Selon l’UE, les aides d’État peuvent fausser la concurrence, raison pour laquelle elles sont en principe interdites dans l’UE. Dans le cadre des discussions actuelles, l’UE semble poser diverses exigences à la Suisse en matière d’aides d’État.
Impact possible sur le service public
Il est encore trop tôt pour pouvoir réellement évaluer les conséquences potentielles d’une adaptation des aides d’État. En tant que syndicat du service public, transfair s’engage clairement contre de telles adaptations. Si les aides d’État étaient réduites ou, dans le pire des cas, totalement supprimées, diverses prestations communales, cantonales et étatiques ne pourraient plus être fournies dans la même mesure, voire plus du tout. Cela affaiblirait considérablement le service public. De bonnes conditions de travail durement acquises, des prestations de qualité et, en fin de compte, d’importants emplois du secteur public pourraient être effectivement menacés. transfair ne veut pas peindre le diable sur la muraille, mais le syndicat souligne combien il est important que la position de la Suisse en matière d’aides d’État reste forte et protège le service public. Avec son organisation faîtière Travail.Suisse, transfair va suivre de près la suite des événements concernant les Bilatérales III et tenter, si nécessaire, de repousser de toutes ses forces les éventuelles attaques contre le service public.

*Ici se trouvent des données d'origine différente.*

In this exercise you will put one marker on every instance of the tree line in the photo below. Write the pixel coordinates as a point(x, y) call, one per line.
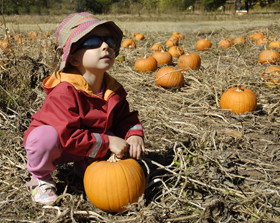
point(119, 6)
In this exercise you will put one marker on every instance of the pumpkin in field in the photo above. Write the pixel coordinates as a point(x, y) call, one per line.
point(271, 75)
point(239, 100)
point(239, 40)
point(203, 44)
point(134, 34)
point(139, 37)
point(146, 64)
point(128, 44)
point(169, 77)
point(189, 61)
point(181, 36)
point(171, 42)
point(274, 45)
point(262, 41)
point(269, 56)
point(176, 51)
point(156, 47)
point(113, 184)
point(225, 44)
point(163, 57)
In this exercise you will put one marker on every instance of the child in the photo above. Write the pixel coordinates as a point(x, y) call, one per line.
point(85, 114)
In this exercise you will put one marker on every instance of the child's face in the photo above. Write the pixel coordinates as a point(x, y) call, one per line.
point(96, 59)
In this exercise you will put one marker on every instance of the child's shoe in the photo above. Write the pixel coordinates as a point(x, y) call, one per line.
point(43, 191)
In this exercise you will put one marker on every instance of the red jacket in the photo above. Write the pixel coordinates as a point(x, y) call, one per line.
point(81, 118)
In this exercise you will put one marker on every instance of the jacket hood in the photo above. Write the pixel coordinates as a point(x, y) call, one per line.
point(77, 80)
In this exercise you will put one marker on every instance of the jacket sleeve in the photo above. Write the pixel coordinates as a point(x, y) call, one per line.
point(126, 123)
point(61, 110)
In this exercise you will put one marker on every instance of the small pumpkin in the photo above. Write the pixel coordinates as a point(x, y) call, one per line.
point(146, 64)
point(156, 47)
point(172, 42)
point(169, 77)
point(181, 36)
point(163, 57)
point(176, 51)
point(271, 75)
point(134, 34)
point(225, 44)
point(239, 40)
point(112, 184)
point(269, 56)
point(189, 61)
point(139, 37)
point(203, 45)
point(239, 100)
point(274, 45)
point(128, 44)
point(261, 41)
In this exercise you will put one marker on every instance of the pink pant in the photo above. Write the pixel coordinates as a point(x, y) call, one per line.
point(44, 153)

Depuis mars 2022, le Conseil fédéral sonde la Commission européenne pour savoir si les intérêts communs sont suffisants pour un nouvel accord-cadre ou pour un troisième paquet d’accords bilatéraux. Pour Travail.Suisse, il est clair que les « Bilatérales III » n’ont une chance en votation populaire que si la protection des salaires et des conditions de travail reste garantie, si le service public n’est pas menacé et si les travailleurs et travailleuses en voient l’utilité.
Dans les discussions exploratoires en cours, l’UE a manifestement fait preuve de plus de compréhension pour la position de la Suisse en matière de protection des salaires que lors des négociations sur l’accord-cadre. Mais l’UE a également formulé de nouvelles exigences. Elle veut des accords supplémentaires sur l’accès au marché et exige que la Suisse reprenne les réglementations sur les aides d’État, ce qui peut avoir un impact sur le service public. Nous voulons donc suffisamment de garanties que nos entreprises suisses du service public avec participation de l’État ne devront pas être privatisées.

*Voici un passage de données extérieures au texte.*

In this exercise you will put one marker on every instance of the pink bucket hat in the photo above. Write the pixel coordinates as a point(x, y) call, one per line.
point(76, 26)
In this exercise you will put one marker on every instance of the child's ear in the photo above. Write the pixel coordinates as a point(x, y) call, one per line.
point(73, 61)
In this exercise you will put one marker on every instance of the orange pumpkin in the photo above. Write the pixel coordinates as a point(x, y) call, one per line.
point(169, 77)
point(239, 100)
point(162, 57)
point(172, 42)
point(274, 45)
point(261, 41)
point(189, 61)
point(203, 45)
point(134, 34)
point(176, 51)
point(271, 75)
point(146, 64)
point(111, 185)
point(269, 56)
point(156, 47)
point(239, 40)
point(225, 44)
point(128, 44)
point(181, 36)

La question de savoir quelles règles institutionnelles seront appliquées dans l’accord sur la libre circulation des personnes reste ouverte. C’est important pour que la Suisse puisse régler sa protection salariale de manière autonome. Nous voulons éviter que la Cour européenne de justice puisse annuler nos mesures de protection salariale, comme elle l’a déjà fait dans des pays de l’UE. Objectif : nos mesures d’accompagnement doivent être garanties par le droit international.

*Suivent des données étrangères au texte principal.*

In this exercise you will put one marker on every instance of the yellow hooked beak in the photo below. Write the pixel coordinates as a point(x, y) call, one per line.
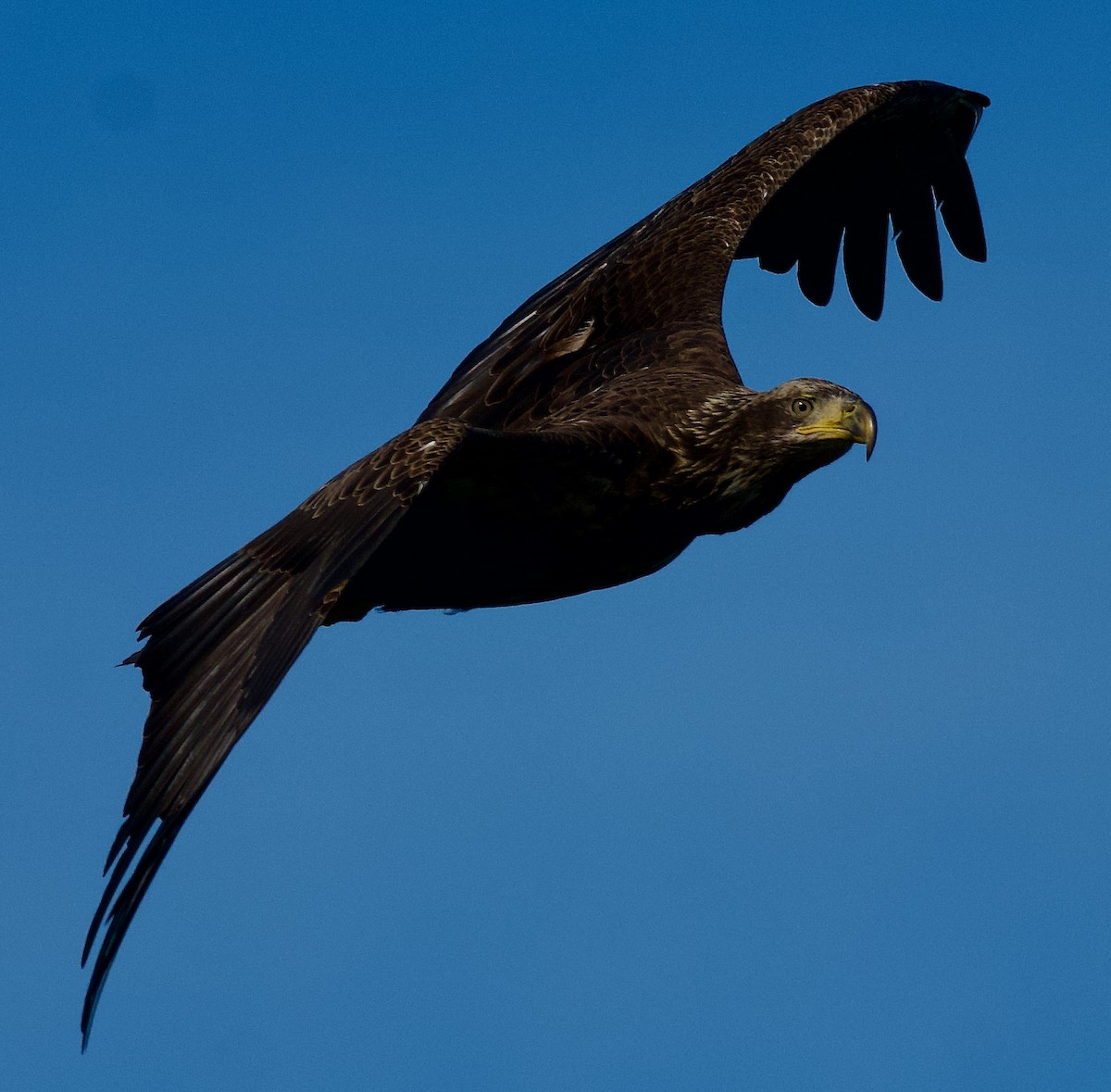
point(849, 420)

Les Bilatérales III ont besoin d’un large consensus. Les milieux politiques proches de l’économie doivent faire preuve de suffisamment de retenue à l’intérieur du pays et ne pas profiter de l’aubaine pour faire avancer de nouvelles libéralisations. L’économie doit défendre la protection des salaires. Travail.Suisse s’engage dans ce sens dans les échanges avec les autorités fédérales et au sein du Sounding Board du Conseil fédéral et défend les intérêts des travailleurs et travailleuses en première ligne.